Rimane, senza dubbio, un nodo di fondo: quali obiettivi formativi per la formazione permanente del clero? La logica vorrebbe che per stilare gli obiettivi formativi si avesse chiaro cosa e come i preti dovrebbero fare. Purtroppo, se vogliamo essere onesti, non abbiamo questi punti di riferimento anche se possiamo e dobbiamo provare a porci qualche domanda.

Il prete, particolarmente del clero diocesano, deve essere formato per servire la comunità parrocchiale? Un conto è essere parroco di 50000 persone in una grande città e un altro è esserlo di 500 persone in montagna o di 3000 in quattro parrocchie di una vallata. Un panorama è quello del parroco “a tempo pieno” un altro è quello del parroco che lavora anche in curia, insegna religione e fa anche il cappellano in ospedale o in carcere. Diversa la situazione di un parroco 30enne e quella

di un parroco 80enne…

In generale, crediamo sia molto importante proseguire a camminare su:

1. la linea indicata dal Concilio Vaticano II: non separare mai la vita dal Ministero ma non separare neppure la formazione dalla vita e dal ministero. Come diceva Agostino: «mi nutro di ciò di cui nutro voi»;

2. l’insegnamento del Vangelo e l’attenzione di Gesù verso gli “ultimi”.
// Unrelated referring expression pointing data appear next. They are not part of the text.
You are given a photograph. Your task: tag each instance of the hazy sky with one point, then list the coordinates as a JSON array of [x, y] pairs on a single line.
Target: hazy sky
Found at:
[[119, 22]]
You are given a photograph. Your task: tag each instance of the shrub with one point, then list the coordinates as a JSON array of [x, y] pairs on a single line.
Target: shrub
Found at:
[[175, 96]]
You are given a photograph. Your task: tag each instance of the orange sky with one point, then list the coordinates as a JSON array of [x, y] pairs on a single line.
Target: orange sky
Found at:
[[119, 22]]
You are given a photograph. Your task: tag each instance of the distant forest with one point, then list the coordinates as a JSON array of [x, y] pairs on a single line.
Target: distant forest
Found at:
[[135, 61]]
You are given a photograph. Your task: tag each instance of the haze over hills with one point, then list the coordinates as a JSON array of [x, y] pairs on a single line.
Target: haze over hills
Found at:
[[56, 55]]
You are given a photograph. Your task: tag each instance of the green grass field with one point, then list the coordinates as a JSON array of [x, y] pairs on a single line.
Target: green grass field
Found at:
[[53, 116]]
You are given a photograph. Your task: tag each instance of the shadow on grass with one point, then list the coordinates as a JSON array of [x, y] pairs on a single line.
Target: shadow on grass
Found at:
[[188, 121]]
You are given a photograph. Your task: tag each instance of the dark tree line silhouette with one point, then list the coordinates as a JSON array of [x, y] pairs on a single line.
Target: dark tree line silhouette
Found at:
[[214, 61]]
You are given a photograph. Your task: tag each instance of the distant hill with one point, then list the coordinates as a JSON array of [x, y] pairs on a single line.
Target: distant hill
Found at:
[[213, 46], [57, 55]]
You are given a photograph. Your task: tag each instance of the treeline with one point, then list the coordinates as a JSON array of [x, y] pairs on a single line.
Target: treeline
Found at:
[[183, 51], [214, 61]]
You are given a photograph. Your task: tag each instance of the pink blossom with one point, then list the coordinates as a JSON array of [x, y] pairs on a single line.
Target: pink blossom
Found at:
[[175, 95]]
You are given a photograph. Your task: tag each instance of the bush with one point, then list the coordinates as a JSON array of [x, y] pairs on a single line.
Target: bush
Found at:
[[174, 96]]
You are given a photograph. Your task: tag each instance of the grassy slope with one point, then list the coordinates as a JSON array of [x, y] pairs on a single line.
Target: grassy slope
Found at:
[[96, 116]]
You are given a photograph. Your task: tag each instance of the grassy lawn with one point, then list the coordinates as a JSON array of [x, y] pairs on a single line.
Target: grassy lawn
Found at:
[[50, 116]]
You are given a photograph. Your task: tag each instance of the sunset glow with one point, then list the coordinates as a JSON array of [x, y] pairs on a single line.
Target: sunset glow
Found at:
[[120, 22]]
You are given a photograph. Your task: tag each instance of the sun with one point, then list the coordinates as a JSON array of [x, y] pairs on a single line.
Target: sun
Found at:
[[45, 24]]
All’interno del dibattito sulla formazione permanente del clero c’è poi il confronto sul “luogo” dove svolgere questa formazione.

Evito volontariamente di entrare in questo dibattito perché, guardando le svariate scelte fatte in Italia, credo risulti evidente che nessuna sia graditissima e che non si possa offrire suggerimenti generali. Il riferimento però ad un “luogo” teologico-spirituale lo faccio volentieri perché credo possa aiutare, se lo si desidera, a prendere decisioni in merito il più possibile “incarnate”.

Il riferimento a cui sto pensando è quello del discernimento comunitario come “luogo” esistenziale. È innegabile che il discernimento comunitario sia parte della struttura stessa del presbiterio (CD 11) e credo che la responsabilità che condividiamo noi preti con il vescovo ci possa davvero aiutare a crescere.

Non è un caso che la più alta definizione di presbiterio venga data da Giovanni Paolo II proprio nel capitolo VI della Pastores dabo vobis dedicato, appunto, alla formazione permanente: il presbiterio è Mistero!

È bene che questo lo ricordino anche i vescovi, della cui formazione permanente si parla assai poco….

Se sapremo strutturare la vita pratica del presbiterio come un luogo di fondamentale discernimento sulla volontà di Dio per la Chiesa di oggi, anche le nostre comunità parrocchiali sapranno assumere lo stesso atteggiamento e, nell’affrontare le situazioni che via via la provvidenza ci pone di fronte, sapremo crescere anche noi preti in modo integrato ed armonioso; potremmo anche avere un luogo, sia nel presbiterio che nella

parrocchia, di affettuosa reciprocità (comunione) che è l’humus sul quale è possibile edificare il discernimento e la Chiesa.

Il dibattito sulla formazione del prete ovviamente non termina in questa monografia ma speriamo che il nostro contributo possa suscitare l’interesse dei nostri lettori e favorire il loro contributo sul tema nelle loro realtà ecclesiali.